Ethiopan Jews joined a dance with Torahs for Jerusalem's Sukkot last month

Blood was flowing on Jerusalem streets this week, after 11 out of 200 ethnic Ethiopian protesters were badly wounded in clashes with authorities. Ethiopian Jews are incensed that local bloodbanks refuse to store their blood, and staged a large demo. They dismiss the official explanation that their donated blood might be tainted because large numbers of Ethiopians migrated from AIDS-endemic Africa. Community leaders point to blatant racism, and suspect that the real problem is a repugnance patients feel about voluntarily inserting black blood into their veins.

An informal caste system in place across Israel puts pale-skinned Ashkenazy Jews as the elite, followed by swarthier Sephardic Jews. Even non-Jewish Russian immigrants are regarded more highly than the Ethiopians. Most of the cafe security guards, who would take the brunt of a suicide bomber's blast, are either Russian or Ethiopian, presumably because they are expendable. Or at least affordable. Obviously, the blood of the underclass is on the line.
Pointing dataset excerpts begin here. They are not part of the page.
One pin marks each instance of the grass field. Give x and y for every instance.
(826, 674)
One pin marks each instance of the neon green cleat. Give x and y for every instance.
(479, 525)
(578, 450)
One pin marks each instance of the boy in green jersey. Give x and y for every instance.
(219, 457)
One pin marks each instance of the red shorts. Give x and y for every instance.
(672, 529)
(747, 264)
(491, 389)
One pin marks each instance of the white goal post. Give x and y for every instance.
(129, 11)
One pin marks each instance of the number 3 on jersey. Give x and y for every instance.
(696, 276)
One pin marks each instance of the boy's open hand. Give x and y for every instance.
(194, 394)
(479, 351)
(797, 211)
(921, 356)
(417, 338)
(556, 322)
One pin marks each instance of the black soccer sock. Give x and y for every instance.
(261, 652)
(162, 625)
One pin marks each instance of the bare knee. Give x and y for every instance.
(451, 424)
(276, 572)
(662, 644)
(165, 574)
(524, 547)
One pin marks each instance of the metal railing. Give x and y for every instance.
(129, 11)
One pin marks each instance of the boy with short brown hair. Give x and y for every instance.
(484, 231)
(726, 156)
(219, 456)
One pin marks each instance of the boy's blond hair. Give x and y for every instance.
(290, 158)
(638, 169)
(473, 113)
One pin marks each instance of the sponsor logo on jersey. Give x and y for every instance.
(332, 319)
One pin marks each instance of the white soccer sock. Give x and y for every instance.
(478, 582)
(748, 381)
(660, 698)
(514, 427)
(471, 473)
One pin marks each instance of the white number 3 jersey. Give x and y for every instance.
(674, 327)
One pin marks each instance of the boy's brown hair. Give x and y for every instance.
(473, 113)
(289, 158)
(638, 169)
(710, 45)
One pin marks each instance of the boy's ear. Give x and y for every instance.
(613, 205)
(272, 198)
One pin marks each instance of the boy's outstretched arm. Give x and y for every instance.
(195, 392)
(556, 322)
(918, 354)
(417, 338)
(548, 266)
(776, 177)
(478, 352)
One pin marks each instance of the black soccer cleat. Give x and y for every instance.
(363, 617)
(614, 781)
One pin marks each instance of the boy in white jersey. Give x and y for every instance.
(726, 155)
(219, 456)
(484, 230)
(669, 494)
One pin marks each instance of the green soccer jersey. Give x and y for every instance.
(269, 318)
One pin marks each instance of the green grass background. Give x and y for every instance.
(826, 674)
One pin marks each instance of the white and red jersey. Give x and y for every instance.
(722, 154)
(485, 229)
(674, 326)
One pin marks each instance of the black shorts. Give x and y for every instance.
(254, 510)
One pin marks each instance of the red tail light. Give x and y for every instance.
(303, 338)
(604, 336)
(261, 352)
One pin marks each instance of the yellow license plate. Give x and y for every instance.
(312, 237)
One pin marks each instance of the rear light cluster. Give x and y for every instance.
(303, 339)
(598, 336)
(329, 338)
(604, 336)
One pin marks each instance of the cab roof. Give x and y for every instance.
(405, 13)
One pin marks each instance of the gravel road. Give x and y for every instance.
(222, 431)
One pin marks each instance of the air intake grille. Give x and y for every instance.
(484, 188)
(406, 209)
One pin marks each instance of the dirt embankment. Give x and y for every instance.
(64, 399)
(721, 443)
A decade ago, when Ethiopian blood supplies in Jerusalem were tossed out from first aid clinics, similar protest erupted. (British blood, which has a high chance of being infected with Mad Cow disease, is similarly rejected, hospital officials claim.) Yet almost one quarter of the estimated 80,000 Ethiopian Jews in Israel were born here, and Ethiopians represent one of the most venerable and vulnerable communities in the Diaspora. Not until 1769 was the West even aware that this isolated community of highland Jewish farmers and tinkers had survived in Africa. (They considered themselves to be Moses' sole surviving tribe.) Contacts between the Jews of Ethiopia and the West were extremely rare until the latter part of the 20th century, but once famine hit, they arrived in huge number in the 1980s. Although they are full-fledged citizens who must serve in the army, many Ethiopians suffer from discrimination . Almost three quarters of them live below Israel's poverty line.